MY CALL: This very low budget zombedy is to Jurassic World (2015) as Jurassic World (2015) is to Jurassic Park (1993); just rehashing things that we once loved in inferior form. But it still has some personality and you can tell the cast and crew had fun with it. MOVIES LIKE Zoombies: If you’re looking for zombie animals then I’ve got your number. Love in the Time of Monsters (2015) featured zombie squirrels, moose, trout, geese and raccoons, and then Warm Bodies (2013), Zombeavers (2014), Victor Frankenstein (2015) and REC 4: Apocalypse (2014) also featured zombie monkeys and baboons. Other zombedies include Shaun of the Dead (2004), Zombie Strippers (2008), Zombieland (2009), Cooties (2015), Scouts Guide to the Zombie Apocalypse (2015) and Love in the Time of Monsters (2015). For more solidly gross and recent horror comedy in general try Shaun of the Dead (2004), Zombie Strippers (2008), Zombieland (2009), Cabin Fever 2: Spring Fever (2009), Piranha 3D (2010), Tucker and Dale vs Evil (2010), Chillerama (2011), Final Destination 5 (2011), Grabbers (2012), Piranha 3DD (2012), The Cabin in the Woods (2012), Warm Bodies (2013), Smothered (2014), Zombeavers (2014), The Voices (2014), Housebound (2014), He Never Died (2015), Cooties (2015), Ava’s Possessions (2015), Krampus (2015; not exactly comedy, but occasionally hilarious), The Final Girls (2015), Love in the Time of Monsters (2015), Deathgasm (2015), What We Do in the Shadows (2015) and Scouts Guide to the Zombie Apocalypse (2015).
Director Glenn Miller (Santa Claws, a kids’ movie) doesn’t have much horror experience, but he does bring a nice touch to this light-hearted, often humorous zombie movie. The CGI is indicative of a quality similar to a ScyFy Channel movie of the week (e.g., Sharknado 2), which can be disheartening for some. But the writing and filmmaking care bestowed upon the opening sequence offers a glimmer of promise. Like an ad for Jurassic World (2015) we are introduced to Eden, a sanctuary for the world’s animals and family-friendly fun education.
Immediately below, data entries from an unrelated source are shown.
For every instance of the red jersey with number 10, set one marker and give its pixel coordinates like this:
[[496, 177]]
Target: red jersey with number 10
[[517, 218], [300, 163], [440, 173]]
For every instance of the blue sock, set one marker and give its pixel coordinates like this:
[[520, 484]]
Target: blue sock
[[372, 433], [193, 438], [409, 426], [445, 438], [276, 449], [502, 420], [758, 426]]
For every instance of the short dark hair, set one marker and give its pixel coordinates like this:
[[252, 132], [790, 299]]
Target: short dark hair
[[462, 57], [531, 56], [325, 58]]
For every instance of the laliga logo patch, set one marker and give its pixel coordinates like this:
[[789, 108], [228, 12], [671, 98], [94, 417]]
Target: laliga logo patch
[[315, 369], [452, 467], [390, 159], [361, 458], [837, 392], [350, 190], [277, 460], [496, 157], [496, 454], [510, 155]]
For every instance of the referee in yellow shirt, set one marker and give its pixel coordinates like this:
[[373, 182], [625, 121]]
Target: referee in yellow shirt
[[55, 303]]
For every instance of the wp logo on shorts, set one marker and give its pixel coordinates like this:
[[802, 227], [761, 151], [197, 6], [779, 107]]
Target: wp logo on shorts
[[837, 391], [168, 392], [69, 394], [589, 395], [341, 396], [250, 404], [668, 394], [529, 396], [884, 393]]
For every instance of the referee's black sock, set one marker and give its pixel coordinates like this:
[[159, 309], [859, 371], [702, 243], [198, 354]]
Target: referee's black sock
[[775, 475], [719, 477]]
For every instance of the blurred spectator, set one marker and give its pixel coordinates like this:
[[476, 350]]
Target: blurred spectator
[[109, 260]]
But when some infected white-faced monkeys (yes, the Outbreak monkey) are rushed to the veterinary infirmary we know that something is wrong. In an effort to save a recently deceased monkey ethical lines are crossed and some experimental serum is used to revive it…no clue what such a serum is doing here, by the way. Now revived, the zombie monkey proceeds to leap onto the vet’s face and throw her eyeballs at his medical savior. I’d say that sets a pretty strong tone and I don’t think I’m worried about the CGI effects any more, however marginal they may be.
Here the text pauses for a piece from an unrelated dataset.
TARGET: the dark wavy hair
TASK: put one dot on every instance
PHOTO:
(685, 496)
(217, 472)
Yes, the effects suck and I don’t mind at all. I should also note that these actors all seem to really enjoy their roles. Their script may not be Shakespeare, but they are owning their lines and it’s really refreshing.
Our zoo is modeled after Jurassic World (2015) and you’ll see some direct nods to it (e.g., the design of the headquarters building, the animal tracking screen, the jeeps, and literally making the comparison in the dialogue). But more like how Jurassic Park (1993) brought some visitors to beta-test and criticize the not yet open to the public facility, here we have college interns starting a pre-opening program. Our John Hammond is Dr. Ellen Rogers (Kim Nielsen; Amityville Terror).
We find zombie giraffes, capuchins, lions, koalas, gorillas and lemurs. What we don’t find is quality gore or attacks. That said, this movie really isn’t “mainstream good” but I also really didn’t hate it. It was an enjoyable watch. Although I admittedly won’t ever be watching it again, I wouldn’t warn people away from it either. It has heart, and for that I look forward to whatever horror Glenn Miller does next.